Moderation: Knut Elstermann
In Osangs Buch geht es um Biografien nach der Wende 1989, und es geht um die Veränderungen in Berlin, die Fremdheit unter den Bewohnern eines Stadtbezirks, die Missverständnisse und Erwartungen und ihre Glückshoffnungen. Die Protagonisten müssen sich auseinandersetzen mit der Vergangenheit, aber auch mit der Gegenwart und ihren neuen Arbeits- und Lebensverhältnissen. Mit dem Ende des Romans gibt Osang seiner Geschichte eine völlig unerwartete Wende …

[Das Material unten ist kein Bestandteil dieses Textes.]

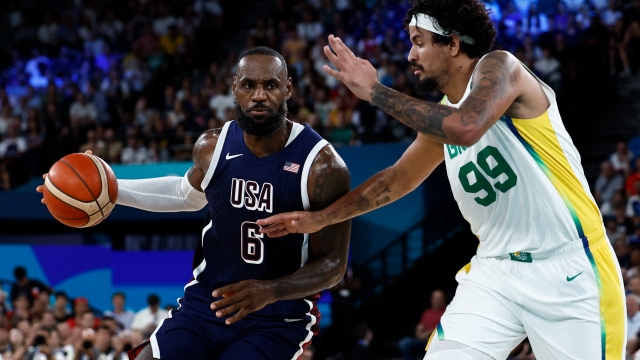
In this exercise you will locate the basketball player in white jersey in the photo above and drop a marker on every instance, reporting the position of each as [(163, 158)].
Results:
[(544, 268)]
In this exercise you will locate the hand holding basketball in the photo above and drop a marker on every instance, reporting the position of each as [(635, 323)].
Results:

Sigrid Löffler im Gespräch mit dem Autor
Thomas Lehr, Träger des Berliner Literaturpreises 2011, beschreibt das Leben zweier Familien, die eigentlich nichts miteinander zu tun haben. Bis im Zuge des 11. September 2001 und den darauf folgenden Jahren eine traurige Gemeinsamkeit entsteht. Sabrina stirbt im World Trade Center, während Muna 2004 bei einem Bombenanschlag in Bagdad ums Leben kommt. Durch ihre Geschichte, und die ihrer Väter, schafft Lehr die Verknüpfung von Orient und Okzident. Und mit seiner dichten lyrischen Sprache inspiziert er die Bedeutung dieser großen politischen und historischen Ereignisse.